草原さん:「いすみの星空の魅力を多くの方に広めたい」という想いで、まず、この地域に暮らす方、近隣の方へ向けた星空観望会や、星のソムリエ®養成講座を開いています。いすみ市に限った話ではないかもしれませんが、東京から越してくると「星空が綺麗なこと」は感動するポイントなのに、昔から住んでいると当たり前になってしまっているようです。

横尾:自分たちの暮らすまちの自慢ごとって、ずっと暮らしていると見つけにくいですよね。

草原さん:最近は、いすみ市にもいろいろな方が訪れるので、自然と自分たちが当たり前と思っていることでも、周囲から見たら自慢ごとだと気がつけるようになっているみたいです。

横尾:いすみで星空を撮り続けている草原さんがおすすめする、星空撮影に向いているスポットはどこですか?

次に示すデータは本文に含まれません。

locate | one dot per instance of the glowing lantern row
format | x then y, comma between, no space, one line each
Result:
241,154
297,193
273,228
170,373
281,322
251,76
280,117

草原さん:僕にとって、いすみはどこでも星空の撮影スポットになりますが、強いて言えば景勝地の「津々ヶ浦」ですね。星空と大小の岩を合わせて写真に収めると、とても魅力的です。あとは、展望台のある「万木城」や、いすみ鉄道の踏切と星空を一緒に撮れる「第二五之町踏切」、一部の天体マニアに有名な「荒木根ダム」、桜と菜の花の季節が特に魅力的な「高秀牧場」です。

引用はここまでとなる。